Aha, gut zu wissen... Wie sind die von 661 denn sonst? Gut verarbeitet etc?


----------



## kater (5. September 2003)

Ich fahre die 661 Knee/Comp und bin sehr zufrieden. Solide Verarbeitung und angenehm zu tragen. Hinten fast komplett geschlossen, man schwitzt halt.


----------



## Jüdüdü (5. September 2003)

meine veggie wraps sind auch gut verarbeitet, was ich von meinem 661 full bravo zum beispiel nicht behaupten kann... 
irgendwie belüftet sind sie natürlich nicht. so schlimm ist das aber auch nicht finde ich.


----------



## kater (5. September 2003)

Was missfällt dir am Fullbravo? Ich hab den auch und finde ihn qualitativ hochwertig.


----------



## MTB-News.de




----------



## theworldburns (7. September 2003)

> _Original geschrieben von Jüdüdü _
> *meine veggie wraps sind auch gut verarbeitet, was ich von meinem 661 full bravo zum beispiel nicht behaupten kann...
> irgendwie belüftet sind sie natürlich nicht. so schlimm ist das aber auch nicht finde ich. *



hm? ich habn  full bravo 2 also das 03er modell, kann nich klagen wirklich gut


----------



## Jüdüdü (8. September 2003)

hi
hab den full bravo von 02 glaube ich. die innere styroporschale ist mir nach einiger zeit rausgefallen (war einfach mit tesa oder so etwas festgeklebt). diese fliegengitter reißen außerdem leicht ein und die decals blättern ab... alles eigentlich nicht wirklich schlimm, nur mein qualitätseindruck ist halt nicht so toll.


----------



## theworldburns (8. September 2003)

> _Original geschrieben von Jüdüdü _
> *hi
> hab den full bravo von 02 glaube ich. die innere styroporschale ist mir nach einiger zeit rausgefallen (war einfach mit tesa oder so etwas festgeklebt). diese fliegengitter reißen außerdem leicht ein und die decals blättern ab... alles eigentlich nicht wirklich schlimm, nur mein qualitätseindruck ist halt nicht so toll. *



mal im heissen auto oder länger in der sonne liegen lassen oder wie? nehm doch deine garantie in anspruch


----------



## Jüdüdü (8. September 2003)

> _Original geschrieben von theworldburns _
> *
> 
> mal im heissen auto oder länger in der sonne liegen lassen oder wie? nehm doch deine garantie in anspruch  *


eigentlich nicht. höchstens bei sonnenschein gefahren... darf man das nicht mit dem helm?  
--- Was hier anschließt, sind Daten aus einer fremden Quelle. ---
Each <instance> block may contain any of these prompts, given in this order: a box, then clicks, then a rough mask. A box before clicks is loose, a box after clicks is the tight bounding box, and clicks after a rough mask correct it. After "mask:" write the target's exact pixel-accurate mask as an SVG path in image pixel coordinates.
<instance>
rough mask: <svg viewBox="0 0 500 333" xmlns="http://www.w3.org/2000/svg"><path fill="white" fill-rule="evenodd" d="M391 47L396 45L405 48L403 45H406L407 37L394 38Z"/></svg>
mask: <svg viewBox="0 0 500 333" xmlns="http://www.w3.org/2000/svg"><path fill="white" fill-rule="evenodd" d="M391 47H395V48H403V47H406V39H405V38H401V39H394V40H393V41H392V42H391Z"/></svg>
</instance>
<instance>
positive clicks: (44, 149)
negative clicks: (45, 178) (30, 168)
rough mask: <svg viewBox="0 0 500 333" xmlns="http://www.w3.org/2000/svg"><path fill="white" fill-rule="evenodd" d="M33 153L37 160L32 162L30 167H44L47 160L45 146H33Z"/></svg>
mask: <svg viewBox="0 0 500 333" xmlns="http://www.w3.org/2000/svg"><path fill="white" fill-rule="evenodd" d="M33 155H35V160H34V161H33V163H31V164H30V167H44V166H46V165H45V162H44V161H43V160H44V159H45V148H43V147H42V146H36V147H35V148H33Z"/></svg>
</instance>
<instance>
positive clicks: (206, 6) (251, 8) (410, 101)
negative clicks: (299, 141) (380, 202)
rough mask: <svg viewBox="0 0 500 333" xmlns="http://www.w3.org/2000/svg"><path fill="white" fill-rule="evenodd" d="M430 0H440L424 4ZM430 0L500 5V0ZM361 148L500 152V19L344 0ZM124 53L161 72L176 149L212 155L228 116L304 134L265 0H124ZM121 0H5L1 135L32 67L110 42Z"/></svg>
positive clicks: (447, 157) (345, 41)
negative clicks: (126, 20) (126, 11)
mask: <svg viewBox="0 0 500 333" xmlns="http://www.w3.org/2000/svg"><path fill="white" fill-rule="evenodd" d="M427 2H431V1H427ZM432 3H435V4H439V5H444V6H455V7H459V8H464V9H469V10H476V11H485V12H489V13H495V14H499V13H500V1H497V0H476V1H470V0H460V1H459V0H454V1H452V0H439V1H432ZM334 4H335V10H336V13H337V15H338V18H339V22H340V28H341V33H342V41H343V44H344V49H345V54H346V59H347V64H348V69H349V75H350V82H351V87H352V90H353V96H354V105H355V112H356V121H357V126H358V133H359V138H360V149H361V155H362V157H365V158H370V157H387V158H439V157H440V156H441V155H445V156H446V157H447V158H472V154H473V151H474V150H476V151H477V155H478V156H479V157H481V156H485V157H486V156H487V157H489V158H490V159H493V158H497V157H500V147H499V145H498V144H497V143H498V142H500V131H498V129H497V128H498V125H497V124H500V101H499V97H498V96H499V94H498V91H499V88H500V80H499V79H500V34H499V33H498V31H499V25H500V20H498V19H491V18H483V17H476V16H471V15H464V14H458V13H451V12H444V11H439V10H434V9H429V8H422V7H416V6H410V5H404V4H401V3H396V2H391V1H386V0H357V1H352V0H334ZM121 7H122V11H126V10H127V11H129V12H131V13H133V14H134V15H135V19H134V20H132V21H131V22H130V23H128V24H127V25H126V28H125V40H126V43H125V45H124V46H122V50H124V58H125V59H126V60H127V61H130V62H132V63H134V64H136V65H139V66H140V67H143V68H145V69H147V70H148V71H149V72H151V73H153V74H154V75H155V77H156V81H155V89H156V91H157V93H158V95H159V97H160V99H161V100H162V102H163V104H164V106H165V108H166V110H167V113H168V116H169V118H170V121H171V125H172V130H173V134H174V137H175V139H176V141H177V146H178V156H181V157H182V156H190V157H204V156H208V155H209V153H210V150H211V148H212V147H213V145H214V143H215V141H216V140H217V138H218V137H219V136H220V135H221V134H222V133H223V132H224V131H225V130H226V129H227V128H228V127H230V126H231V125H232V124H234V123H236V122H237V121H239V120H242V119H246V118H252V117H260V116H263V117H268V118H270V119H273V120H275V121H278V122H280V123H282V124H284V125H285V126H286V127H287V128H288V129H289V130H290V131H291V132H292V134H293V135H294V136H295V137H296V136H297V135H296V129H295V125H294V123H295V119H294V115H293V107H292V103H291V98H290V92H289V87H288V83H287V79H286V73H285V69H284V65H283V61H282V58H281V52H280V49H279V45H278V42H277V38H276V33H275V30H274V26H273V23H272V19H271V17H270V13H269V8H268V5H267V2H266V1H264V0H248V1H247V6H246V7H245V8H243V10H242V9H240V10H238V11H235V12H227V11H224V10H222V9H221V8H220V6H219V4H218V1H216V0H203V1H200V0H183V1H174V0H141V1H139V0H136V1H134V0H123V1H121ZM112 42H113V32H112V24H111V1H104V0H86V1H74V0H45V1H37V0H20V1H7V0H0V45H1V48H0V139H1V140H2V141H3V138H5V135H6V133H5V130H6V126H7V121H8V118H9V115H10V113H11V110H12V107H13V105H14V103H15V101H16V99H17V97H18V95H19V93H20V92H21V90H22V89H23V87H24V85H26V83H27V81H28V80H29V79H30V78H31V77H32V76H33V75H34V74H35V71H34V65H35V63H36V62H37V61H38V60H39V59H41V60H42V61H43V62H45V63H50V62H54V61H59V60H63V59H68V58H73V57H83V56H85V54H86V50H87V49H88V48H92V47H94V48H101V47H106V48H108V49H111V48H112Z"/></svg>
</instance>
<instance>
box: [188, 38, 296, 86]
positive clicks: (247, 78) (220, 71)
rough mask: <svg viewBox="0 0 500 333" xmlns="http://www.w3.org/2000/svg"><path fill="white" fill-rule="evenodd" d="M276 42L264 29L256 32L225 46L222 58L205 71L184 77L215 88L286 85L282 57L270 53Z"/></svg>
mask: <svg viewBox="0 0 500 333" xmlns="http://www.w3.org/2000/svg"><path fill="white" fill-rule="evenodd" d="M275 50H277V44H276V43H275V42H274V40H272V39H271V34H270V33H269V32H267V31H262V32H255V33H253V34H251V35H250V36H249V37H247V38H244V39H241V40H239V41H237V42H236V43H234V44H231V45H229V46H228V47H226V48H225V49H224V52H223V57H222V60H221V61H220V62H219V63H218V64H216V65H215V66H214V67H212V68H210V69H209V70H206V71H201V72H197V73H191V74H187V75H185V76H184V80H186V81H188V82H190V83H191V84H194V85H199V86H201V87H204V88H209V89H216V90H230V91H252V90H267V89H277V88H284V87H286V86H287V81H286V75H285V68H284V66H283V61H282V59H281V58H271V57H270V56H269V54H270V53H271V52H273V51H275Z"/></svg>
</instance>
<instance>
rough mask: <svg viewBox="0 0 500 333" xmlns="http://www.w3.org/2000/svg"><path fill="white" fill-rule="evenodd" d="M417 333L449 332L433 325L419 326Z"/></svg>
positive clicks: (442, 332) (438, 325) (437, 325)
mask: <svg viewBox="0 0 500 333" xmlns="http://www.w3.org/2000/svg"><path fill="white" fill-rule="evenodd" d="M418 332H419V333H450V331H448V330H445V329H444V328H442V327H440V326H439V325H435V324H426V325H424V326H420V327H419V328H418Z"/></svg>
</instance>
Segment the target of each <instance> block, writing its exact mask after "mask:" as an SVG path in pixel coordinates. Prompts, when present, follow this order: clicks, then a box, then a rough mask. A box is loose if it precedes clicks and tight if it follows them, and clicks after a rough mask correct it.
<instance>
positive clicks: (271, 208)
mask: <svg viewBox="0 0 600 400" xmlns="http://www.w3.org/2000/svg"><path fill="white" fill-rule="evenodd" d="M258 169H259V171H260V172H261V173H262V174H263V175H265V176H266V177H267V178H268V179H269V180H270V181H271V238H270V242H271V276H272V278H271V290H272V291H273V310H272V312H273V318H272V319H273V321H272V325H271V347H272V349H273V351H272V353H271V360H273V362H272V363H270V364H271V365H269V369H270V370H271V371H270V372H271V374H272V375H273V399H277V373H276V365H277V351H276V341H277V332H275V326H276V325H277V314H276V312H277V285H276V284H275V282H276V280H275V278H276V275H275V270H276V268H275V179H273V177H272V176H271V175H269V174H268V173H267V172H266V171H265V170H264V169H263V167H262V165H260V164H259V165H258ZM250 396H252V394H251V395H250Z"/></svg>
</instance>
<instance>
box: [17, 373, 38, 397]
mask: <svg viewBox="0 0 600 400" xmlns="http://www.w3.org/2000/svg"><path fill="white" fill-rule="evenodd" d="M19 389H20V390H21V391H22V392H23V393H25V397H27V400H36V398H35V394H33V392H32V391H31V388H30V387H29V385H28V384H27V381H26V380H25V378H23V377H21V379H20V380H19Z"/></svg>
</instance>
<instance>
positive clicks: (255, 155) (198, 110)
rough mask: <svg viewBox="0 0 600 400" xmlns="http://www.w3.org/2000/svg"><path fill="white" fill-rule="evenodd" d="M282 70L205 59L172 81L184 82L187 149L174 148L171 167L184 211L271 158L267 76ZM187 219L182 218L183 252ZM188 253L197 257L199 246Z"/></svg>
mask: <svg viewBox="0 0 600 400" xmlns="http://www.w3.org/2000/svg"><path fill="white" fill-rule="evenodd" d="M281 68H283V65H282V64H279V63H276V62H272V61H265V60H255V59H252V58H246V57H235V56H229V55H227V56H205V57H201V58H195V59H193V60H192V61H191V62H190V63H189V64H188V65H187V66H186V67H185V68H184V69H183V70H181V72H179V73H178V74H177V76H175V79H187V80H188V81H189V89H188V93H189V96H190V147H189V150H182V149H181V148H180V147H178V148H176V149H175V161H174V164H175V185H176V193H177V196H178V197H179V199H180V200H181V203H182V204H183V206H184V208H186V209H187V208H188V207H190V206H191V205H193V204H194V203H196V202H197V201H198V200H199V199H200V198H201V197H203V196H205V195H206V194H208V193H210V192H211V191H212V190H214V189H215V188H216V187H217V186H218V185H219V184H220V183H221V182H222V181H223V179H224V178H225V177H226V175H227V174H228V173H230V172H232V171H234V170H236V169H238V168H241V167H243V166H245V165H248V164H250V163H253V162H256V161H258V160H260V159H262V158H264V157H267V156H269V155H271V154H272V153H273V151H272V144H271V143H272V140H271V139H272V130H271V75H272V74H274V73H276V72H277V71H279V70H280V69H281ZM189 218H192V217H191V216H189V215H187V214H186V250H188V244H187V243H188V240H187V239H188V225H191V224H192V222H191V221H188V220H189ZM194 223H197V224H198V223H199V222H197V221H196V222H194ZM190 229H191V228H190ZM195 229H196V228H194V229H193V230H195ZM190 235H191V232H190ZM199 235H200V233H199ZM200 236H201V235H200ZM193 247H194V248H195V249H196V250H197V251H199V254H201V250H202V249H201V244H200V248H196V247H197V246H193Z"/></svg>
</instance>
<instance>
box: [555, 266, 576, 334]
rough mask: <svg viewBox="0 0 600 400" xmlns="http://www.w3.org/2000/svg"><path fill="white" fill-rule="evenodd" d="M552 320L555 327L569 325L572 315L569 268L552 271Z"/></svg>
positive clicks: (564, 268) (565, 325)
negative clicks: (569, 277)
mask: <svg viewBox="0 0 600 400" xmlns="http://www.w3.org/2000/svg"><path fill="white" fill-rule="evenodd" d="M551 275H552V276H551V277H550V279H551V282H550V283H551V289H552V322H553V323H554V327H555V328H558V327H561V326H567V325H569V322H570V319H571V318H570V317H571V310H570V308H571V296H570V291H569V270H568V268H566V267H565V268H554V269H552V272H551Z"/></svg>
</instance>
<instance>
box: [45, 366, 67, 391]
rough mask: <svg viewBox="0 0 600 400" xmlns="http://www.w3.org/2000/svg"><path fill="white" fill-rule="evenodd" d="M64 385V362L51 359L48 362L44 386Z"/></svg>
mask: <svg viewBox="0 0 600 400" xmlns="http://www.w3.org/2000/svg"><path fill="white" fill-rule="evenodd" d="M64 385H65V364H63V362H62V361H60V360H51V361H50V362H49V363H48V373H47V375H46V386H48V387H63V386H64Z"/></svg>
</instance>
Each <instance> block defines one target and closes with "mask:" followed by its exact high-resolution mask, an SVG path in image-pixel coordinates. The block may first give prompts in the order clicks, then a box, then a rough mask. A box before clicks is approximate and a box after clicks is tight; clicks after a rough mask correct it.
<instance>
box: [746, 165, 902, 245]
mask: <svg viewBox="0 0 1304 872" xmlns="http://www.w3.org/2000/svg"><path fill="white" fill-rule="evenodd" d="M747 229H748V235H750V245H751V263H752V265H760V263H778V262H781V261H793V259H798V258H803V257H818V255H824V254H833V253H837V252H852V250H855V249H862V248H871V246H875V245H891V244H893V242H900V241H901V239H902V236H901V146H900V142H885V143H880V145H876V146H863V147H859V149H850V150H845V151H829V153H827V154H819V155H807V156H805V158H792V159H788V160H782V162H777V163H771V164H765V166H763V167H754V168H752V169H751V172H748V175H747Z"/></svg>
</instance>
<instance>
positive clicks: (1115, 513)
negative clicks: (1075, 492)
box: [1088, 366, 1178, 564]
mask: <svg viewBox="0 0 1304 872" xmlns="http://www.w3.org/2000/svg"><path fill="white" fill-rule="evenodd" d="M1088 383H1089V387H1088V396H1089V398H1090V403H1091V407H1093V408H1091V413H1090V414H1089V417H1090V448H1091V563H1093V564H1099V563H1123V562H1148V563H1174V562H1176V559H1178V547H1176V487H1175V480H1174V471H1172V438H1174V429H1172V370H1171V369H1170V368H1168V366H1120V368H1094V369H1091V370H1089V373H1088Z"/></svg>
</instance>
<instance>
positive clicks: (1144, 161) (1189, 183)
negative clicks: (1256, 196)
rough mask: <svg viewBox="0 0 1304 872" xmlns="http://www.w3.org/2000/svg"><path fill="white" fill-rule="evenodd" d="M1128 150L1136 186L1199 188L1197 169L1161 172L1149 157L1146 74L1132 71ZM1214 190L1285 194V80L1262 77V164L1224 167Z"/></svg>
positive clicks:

gibts auf sowas garantie?!


----------



## theworldburns (8. September 2003)

naja also die kaputten gitterchen wären kein garantiefall aber wenn das innenteil rauskommt meiner meinung nach schon


----------



## Publikumsliebli (8. September 2003)

will jetzt keinen neuen thread aufmachen...
wo gibts ne gute auswahl an sätteln?

bei parano-garage hab ich nix gefunden...
soll weich und nicht ganz so klein wie die meisten bmx sättel sein (für mein mtb)


----------



## MTB-News.de




----------



## [YoSHi] (10. September 2003)

haro mirra landing strip signature


----------